Speed - speed and acceleration are both very important in rugby, as well as testing running speed whilst carrying the ball. A good fitness test is to time a 40m sprint with a split time for the first 10m which should be measured.
Body fat - excess body fat can affect a rugby player's ability to move freely around the field whilst the extra weight can cause additional fatigue during a game. Measure body fat using the skinfold method or by monitoring body weight assuming there is no change in muscle mass.
Agility - rugby players must possess the ability to quickly change direction in order to evade the defense and make a break. Choose an agility test where the player has to make a turn of less than 45 degrees - no turns greater than this are made at speed during a game.

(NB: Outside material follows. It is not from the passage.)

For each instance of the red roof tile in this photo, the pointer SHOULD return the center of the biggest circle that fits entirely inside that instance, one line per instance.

Fitness Tests for Junior Rugby Players
Fitness tests for younger rugby players should focus on general motor fitness as opposed to specific rugby position fitness - the latter will improve naturally following the progression of motor fitness. Motor fitness consists of four key areas - locomotion, balance, manipulation and awareness skills. Fitness tests for each area are listed below:
Locomotion - some of the fitness tests that can be carried out on junior rugby players involve walking, jogging, cruising, sprinting, turning at pace, side-stepping, evading, running with a forward drive, moving sideways and backwards and so on.
Balance - junior rugby players should practice being able to manage balance in different stances, while being opposed by a partner or changing direction at pace.

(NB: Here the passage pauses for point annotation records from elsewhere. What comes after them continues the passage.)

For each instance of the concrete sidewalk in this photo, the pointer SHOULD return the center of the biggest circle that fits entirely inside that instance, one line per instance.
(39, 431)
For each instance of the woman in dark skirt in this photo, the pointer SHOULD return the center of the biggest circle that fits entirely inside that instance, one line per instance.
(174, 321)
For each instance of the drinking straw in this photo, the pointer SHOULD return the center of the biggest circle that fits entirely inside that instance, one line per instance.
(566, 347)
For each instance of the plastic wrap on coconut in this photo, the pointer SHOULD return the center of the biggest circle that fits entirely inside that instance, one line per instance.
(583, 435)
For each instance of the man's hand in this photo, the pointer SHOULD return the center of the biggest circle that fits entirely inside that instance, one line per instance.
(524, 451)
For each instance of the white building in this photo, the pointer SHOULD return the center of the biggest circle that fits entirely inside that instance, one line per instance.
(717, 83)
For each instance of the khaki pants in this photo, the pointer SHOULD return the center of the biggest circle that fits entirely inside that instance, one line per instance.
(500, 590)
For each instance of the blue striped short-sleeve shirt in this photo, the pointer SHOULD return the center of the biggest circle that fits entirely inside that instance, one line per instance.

Manipulation - this is all about co-ordination for rugby players. Fitness tests should include practising the co-operation of hand and foot movements at pace, for example, the ability of a player to pick up a ball on the move whilst changing direction at speed.

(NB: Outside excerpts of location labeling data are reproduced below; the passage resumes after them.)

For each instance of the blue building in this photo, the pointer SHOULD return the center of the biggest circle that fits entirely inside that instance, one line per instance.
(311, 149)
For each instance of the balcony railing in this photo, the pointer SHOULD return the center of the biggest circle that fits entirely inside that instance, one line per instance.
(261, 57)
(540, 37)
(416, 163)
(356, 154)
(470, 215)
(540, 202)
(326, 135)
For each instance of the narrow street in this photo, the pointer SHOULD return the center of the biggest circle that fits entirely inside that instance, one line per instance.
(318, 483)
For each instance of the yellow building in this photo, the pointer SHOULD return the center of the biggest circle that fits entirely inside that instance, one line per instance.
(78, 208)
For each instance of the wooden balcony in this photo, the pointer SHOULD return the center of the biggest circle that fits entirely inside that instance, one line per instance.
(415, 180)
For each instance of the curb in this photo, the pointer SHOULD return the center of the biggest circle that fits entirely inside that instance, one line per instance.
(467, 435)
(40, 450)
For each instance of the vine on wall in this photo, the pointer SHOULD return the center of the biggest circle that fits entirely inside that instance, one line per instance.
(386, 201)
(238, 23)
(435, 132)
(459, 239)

Awareness - this involves the rugby player's ability to judge space and time and to decide what are the best ways to exploit these.
It is important that all areas of motor fitness are well developed as a junior rugby player so they can bring an impressive level of fitness and skill to the senior game. Furthermore, the adult-player who has neglected the development of motor fitness during progress as a junior rugby player, could be disadvantaged long-term.